Commercialisés depuis le milieu des années 1990, les OGM transgéniques couvrent actuellement moins de 4 % des surfaces agricoles mondiales [1]. Ces plantes étaient censées résoudre la faim dans le monde, permettre de lutter contre le changement climatique, de réduire l’usage des pesticides… Mais aucune de ces promesses n’a été tenue et leur commercialisation ressemble fort à un échec.

Pas de commercialisation… mais des brevets !

Pour les multinationales, cet « échec » incombe notamment à des réglementations qui seraient trop contraignantes et onéreuses. Elles s’emploient, depuis une dizaine d’années, à persuader les dirigeants politiques que la nouvelle génération de plantes génétiquement modifiées pourront, enfin, apporter les avantages économiques, environnementaux et sociaux tant espérés pour relever les défis auxquels l’Humanité est confrontée… pourvu que ces plantes OGM ne soient pas réglementées comme OGM.

Pourtant, l’adoption d’une réglementation plus souple, comme c’est le cas aux États-Unis, ne se traduit pas par une commercialisation massive des OGM issus des nouvelles techniques de modification génétique [2]. Ce constat soulève donc la question des facteurs non-réglementaires expliquant l’absence de mise sur le marché.

L’intérêt commercial des OGM obtenus par de nouvelles techniques pourrait bien résider dans l’économie des brevets. Les OGM seraient-ils développés sans la possibilité de breveter les informations génétiques et les produits associés ? En effet, l’essor de ces nouvelles techniques s’est surtout traduit, jusqu’à présent, par une hausse des demandes de brevets et par la conclusion d’accords de licence. Ces demandes sont déposées principalement par quelques multinationales des biotechnologies. En tête se trouvent Corteva et Bayer, lesquelles détiennent déjà à elles deux 40 % du marché des semences au niveau mondial. Un constat qui met à mal le discours sur l’accessibilité des nouvelles techniques aux petites et moyennes entreprises (PME), tenu par la Commission européenne et repris sans discernement par certains journalistes.

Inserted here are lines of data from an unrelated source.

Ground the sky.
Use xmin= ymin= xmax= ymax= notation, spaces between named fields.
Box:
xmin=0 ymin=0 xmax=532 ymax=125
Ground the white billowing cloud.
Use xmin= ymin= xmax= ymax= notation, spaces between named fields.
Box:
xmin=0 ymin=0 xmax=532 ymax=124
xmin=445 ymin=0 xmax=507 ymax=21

En février 2023, les semenciers français RAGT et Florimond Desprez ont d’ailleurs exprimé leur crainte qu’une dérèglementation des OGM issus des nouvelles techniques ouvre la voie à la diffusion incontrôlée des brevets associés et menace les semenciers et les agriculteurs.

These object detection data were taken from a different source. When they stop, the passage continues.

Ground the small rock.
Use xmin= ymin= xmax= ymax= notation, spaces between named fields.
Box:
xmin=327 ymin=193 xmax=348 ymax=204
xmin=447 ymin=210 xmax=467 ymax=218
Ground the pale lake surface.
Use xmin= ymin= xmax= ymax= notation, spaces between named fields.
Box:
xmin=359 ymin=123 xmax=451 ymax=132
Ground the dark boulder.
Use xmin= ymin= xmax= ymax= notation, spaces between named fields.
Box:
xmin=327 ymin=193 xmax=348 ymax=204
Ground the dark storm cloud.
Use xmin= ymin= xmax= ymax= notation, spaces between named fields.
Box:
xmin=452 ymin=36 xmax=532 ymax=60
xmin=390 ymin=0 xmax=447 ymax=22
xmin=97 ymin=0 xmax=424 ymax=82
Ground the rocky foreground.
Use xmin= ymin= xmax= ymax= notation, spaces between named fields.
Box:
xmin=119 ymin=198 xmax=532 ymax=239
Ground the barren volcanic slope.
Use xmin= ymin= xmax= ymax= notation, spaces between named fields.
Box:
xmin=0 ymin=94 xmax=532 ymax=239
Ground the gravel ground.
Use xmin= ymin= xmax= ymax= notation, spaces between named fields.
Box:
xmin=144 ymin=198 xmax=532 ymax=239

L’enjeu de la transparence

Pourquoi quelques multinationales se battent-elles pour obtenir la dérèglementation des OGM et ainsi la fin de leur étiquetage ? Aucune obligation n’étant faite aux entreprises de lister les plantes dans lesquelles leurs brevets se trouvent, l’étiquetage OGM imposé par la réglementation européenne est, à ce jour, la source d’information la plus fiable. Caricaturalement, une étiquette OGM indique la présence de brevets et inversement. Or, la proposition de déréglementation de la Commission européenne vise à masquer le lien entre le brevet et le produit commercialisé pour un nombre important d’OGM issus des nouvelles techniques, ce qui engendrerait d’importantes incertitudes juridiques pour les sélectionneurs et les agriculteurs et renforcerait la position des détenteurs de brevets.

Dans un rapport de 2021, la Commission européenne a reconnu que, tout en étant bénéfiques pour l’innovation, les brevets « (ainsi qu’une forte concentration d’entreprises) peuvent également constituer une barrière à l’entrée sur le marché pour les PME et limiter l’accès aux nouvelles technologies et au matériel génétique, par exemple pour les sélectionneurs et les agriculteurs » [3]. Pourtant, la Commission prévoit de publier seulement en 2026 un rapport sur « l’incidence que le brevetage des plantes et les pratiques correspondantes en matière de licences et de transparence ont sur l’innovation en ce qui concerne la sélection végétale ».

[1Selon les dernières données de l’International Service for the Acquisition of Agri-biotech Applications (Isaaa), 2019. Nos propres recherches montrent que les surfaces transgéniques n’ont pas augmenté depuis 2019, voire ont diminué dans l’Union européenne.